[Tarantool-patches] [PATCH v4 4/4] crash: report crash data to the feedback server

Wed Dec 16 14:16:06 MSK 2020

On Mon, Dec 14, 2020 at 11:54:26PM +0100, Vladislav Shpilevoy wrote:
> 
> 2. infomation -> information.
> 
> It helps to write a commit message in an editor like Google Docs or your
> local offline editor, and see all the highlighted errors, if you can't
> get a spell checker working in vim or whatever you usually use.

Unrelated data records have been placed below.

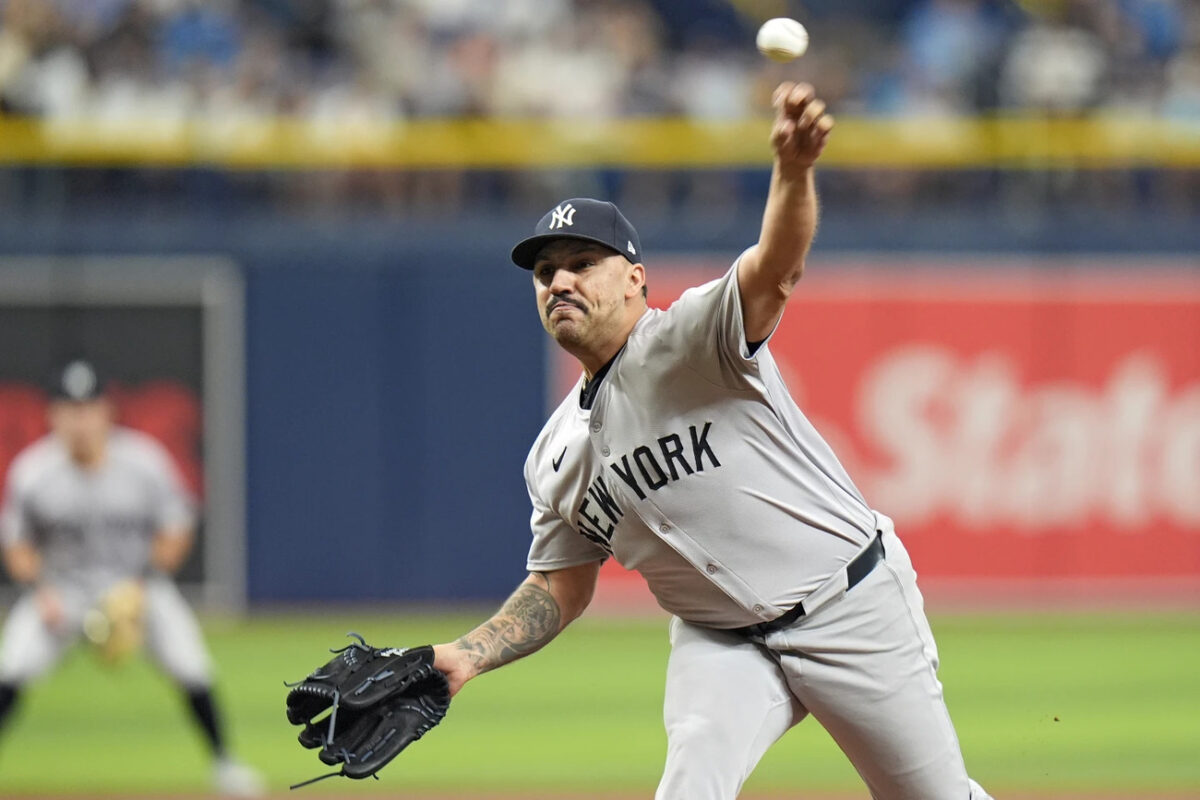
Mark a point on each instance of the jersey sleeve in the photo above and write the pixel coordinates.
(13, 513)
(556, 543)
(707, 329)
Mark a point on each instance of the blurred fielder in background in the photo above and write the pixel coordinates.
(95, 521)
(683, 455)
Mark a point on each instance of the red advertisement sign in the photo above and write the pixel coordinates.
(1018, 420)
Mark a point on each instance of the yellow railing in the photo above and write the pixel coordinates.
(934, 143)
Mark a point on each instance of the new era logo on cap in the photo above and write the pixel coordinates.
(582, 218)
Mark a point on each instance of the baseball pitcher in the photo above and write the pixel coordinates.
(682, 455)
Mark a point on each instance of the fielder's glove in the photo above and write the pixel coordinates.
(379, 701)
(115, 624)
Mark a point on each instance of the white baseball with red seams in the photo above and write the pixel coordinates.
(783, 38)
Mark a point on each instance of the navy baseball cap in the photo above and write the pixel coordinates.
(79, 382)
(582, 218)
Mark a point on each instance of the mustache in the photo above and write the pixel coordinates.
(558, 300)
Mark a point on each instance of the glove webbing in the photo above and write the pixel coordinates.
(328, 740)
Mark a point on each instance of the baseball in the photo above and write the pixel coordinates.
(783, 38)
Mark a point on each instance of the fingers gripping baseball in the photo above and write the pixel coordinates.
(802, 125)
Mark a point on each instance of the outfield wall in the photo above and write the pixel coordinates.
(1019, 419)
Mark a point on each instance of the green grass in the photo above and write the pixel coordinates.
(1043, 703)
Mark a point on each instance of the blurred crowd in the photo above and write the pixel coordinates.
(336, 62)
(388, 59)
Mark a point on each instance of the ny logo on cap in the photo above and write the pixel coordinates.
(564, 215)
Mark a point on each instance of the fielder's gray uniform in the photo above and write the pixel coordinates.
(695, 467)
(93, 529)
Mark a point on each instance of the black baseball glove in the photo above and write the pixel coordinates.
(379, 701)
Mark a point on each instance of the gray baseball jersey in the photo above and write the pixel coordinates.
(695, 467)
(94, 528)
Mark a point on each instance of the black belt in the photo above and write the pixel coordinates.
(858, 569)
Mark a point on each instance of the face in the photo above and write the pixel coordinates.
(583, 290)
(83, 426)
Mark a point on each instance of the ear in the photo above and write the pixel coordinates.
(636, 281)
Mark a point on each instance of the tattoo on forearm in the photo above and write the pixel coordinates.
(527, 621)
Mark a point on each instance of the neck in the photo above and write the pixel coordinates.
(88, 455)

Sorry, I've been checking the patch with spell checker but happen to miss
merging fixed verion in. Thank you!

> >  |     "backtrace": "IzAgIDB4NjMxZDAzIGluIGNyYXNoX2NvbGxlY3QrYmYKIzEgID"
> >  |                  "B4NjMyZWRhIGluIGNyYXNoX3NpZ25hbF9jYis1MQojMiAgMHg3ZjFkNDkyMzlhO"
> >  |                  "TAgaW4gZnVubG9ja2ZpbGUrNjAKIzMgIDB4N2YxZDQ4ZGQxYzVlIGluIGVwb2xs"
> >  |                  "X3dhaXQrNWUKIzQgIDB4ODM3NzEzIGluIGVwb2xsX3BvbGwrOTkKIzUgIDB4ODN"
> >  |                  "hZDQ4IGluIGV2X3J1bis0ODcKIzYgIDB4NjBmMGFlIGluIHRhcmFudG9vbF9sdW"
> >  |                  "FfcnVuX3NjcmlwdCsxMzgKIzcgIDB4NDQ2NWY1IGluIG1haW4rNWFjCiM4ICAwe"
> >  |                  "DdmMWQ0OGNmNzA0MiBpbiBfX2xpYmNfc3RhcnRfbWFpbitmMgojOSAgMHg0NDRh"
> >  |                  "MGUgaW4gX3N0YXJ0KzJlCg==",
> >  |     "timestamp": "2020-12-10 17:08:42 MSK"
> >  |   }
> >  | }
> 
> 3. And what is the reason you encode it all into base64 second time?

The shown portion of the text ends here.